The Real-Life Diet of Comedian and Writer Ian Karmel, Who Shed 200 Pounds ‘the Right Way’ and Helped Keep It Off With Zepbound
If you can stop it and call it out, that doesn’t make it go away. It’s like when you’re standing in front of a fridge eating your sixth piece of pizza without having tasted it. But if you have the tools to be like, Oh, you’re binge-eating, stop, go for a walk…You know what I mean?
Go for a walk with the pizza at least. Take it with you.
Yeah, put it in motion, but stop before it’s a full-blown feeding frenzy.
In the book, you mention a time when you thought you were having a heart attack, so you went down to the street to call 911, because you didn’t want anyone to have to carry you out.
That was my last straw. It was the entire event. What struck me after looking back on it, was that I was so fucked up in the head and so desperate to be not one of those fat people, quote unquote. I could never accept myself as who I was. I was like, Oh, I don’t smell like other fat people. I have a job. I dress well. I’m not like other fat people. I want the paramedics to be like, “No, I didn’t even notice he was fat.”
It was another act of apologizing for myself. It turned out to be a panic attack, but panic attacks and heart attacks apparently feel very similar at first—which is fucked up and not a thing that makes you have less panic attacks, by the way. In that moment when I realized I wasn’t having a heart attack, I went back upstairs and I scheduled a telehealth appointment.
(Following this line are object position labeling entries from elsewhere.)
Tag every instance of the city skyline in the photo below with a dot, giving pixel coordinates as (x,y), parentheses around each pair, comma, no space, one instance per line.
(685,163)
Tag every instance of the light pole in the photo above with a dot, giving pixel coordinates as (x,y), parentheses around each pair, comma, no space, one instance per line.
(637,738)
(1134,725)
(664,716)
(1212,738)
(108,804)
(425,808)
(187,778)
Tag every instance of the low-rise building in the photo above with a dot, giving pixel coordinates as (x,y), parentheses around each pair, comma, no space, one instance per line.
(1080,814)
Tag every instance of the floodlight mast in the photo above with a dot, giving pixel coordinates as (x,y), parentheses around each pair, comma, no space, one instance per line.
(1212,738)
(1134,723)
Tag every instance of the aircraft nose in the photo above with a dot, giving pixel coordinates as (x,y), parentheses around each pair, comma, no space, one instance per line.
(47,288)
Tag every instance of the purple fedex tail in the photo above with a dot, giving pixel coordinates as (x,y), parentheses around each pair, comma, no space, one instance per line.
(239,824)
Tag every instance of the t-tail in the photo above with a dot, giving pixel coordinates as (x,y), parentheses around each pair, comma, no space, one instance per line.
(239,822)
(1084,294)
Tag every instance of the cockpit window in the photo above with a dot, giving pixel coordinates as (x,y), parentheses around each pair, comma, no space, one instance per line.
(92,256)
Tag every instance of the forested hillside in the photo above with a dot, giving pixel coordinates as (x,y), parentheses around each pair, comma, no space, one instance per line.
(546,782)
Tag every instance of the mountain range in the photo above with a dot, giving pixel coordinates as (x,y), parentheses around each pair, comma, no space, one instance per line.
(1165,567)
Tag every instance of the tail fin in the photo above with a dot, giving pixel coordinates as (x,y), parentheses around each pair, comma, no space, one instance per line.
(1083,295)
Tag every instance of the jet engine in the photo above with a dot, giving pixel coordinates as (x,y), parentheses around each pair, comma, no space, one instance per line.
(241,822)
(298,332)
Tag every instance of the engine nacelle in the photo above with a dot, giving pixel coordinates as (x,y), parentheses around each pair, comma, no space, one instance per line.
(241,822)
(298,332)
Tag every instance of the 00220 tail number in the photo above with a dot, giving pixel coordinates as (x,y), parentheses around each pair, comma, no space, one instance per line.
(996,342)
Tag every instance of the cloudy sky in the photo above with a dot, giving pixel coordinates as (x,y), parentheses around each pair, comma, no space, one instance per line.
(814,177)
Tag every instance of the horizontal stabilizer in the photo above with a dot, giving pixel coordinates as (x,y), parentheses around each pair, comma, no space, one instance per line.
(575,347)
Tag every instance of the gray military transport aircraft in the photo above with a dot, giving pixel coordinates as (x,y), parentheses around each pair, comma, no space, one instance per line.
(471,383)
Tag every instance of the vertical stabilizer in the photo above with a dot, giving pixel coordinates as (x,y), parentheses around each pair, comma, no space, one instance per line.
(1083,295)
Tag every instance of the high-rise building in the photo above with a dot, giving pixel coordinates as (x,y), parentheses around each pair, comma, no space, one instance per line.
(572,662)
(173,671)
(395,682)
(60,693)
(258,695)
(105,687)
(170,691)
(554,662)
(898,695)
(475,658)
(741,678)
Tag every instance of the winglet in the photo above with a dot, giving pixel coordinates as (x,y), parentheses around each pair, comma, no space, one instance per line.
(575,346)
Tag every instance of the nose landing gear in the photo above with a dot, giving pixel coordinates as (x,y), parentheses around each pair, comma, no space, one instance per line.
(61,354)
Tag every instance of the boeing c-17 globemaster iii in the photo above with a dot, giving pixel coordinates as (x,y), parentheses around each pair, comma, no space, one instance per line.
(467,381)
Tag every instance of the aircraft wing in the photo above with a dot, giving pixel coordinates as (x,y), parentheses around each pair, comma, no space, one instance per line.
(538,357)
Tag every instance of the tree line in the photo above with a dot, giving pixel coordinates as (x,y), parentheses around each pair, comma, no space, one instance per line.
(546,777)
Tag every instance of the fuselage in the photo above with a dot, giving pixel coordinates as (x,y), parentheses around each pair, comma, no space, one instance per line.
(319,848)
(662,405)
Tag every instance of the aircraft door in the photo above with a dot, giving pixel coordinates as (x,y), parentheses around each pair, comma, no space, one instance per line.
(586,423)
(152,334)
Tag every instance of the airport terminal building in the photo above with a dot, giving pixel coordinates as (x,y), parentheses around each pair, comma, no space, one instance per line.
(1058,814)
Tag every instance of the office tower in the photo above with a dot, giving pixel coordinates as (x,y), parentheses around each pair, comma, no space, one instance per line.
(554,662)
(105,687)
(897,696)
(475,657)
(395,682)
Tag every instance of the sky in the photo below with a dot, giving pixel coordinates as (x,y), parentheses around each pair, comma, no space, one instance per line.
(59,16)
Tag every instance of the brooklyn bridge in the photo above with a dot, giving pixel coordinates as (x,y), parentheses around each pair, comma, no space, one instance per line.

I was describing to them what happened and they were like, “Okay, so we do have a walk-in clinic that we’d like you to come into right now.” I went into that and they told me I had a blood pressure—I don’t remember the second number—but I remember the first number started with a two. It was like 200 something over blank. That’s really high. Healthy range, as I have since learned, is somewhere in the 100 up to 130 range. I called my mom, who’s a nurse, and she couldn’t even really hide the panic in her voice. They gave me an IV to get my blood pressure down. What’s crazy is, I had already started losing weight! I had already begun the thing I ended up losing 200 pounds doing. But I didn’t really realize that sugar and salt raise your blood pressure. What seems like such common knowledge, I think, really gets taken for granted by the people who know it. I didn’t know any of that shit, really.
That’s also in the book—you talk about health food and not knowing that some of it is actually not good for you at all. That it might just have a cute little label.
It’s green! In the ‘90s, the entire approach to health food was make the box green. You’re like, “Oh, I’m going to live forever.”
I remember thinking that way about Hidden Valley Ranch because it was green and they had vegetables on the label. Ranch is not good for you.
You might as well be pouring fucking foie gras onto your salad at that point. It’s that bad for you. But I didn’t know any of that stuff, man. I got food delivery, [which is] still a thing I do to this day. I have prepared meals delivered to my house. It sounds bougie. It’s not that expensive. Frankly, it’s not more expensive than groceries right now. I was just eating that. I was supplementing it with a lot of almond butter, which you should look at the calories on. Then a lot of beef jerky, which is protein, but it’s like a salt lick.
Protein for the boys.
Protein for the boys, but also sodium for the boys. I had already started losing weight and trying to be more health conscious, but the night I clocked that 200 blood pressure, I was completely unmedicated and I had drank for the first time in six months. I drank and I ate a bunch of chicken wings. After that I started regularly going to a doctor. I got on blood pressure medication. I had a doctor tell me they were going to do bariatric surgery. That’s the fait accompli. You have to lose weight before we do that, but that’s what’s going to happen with you. I sort of took that as—not a challenge—like, I think I can do this without bariatric surgery.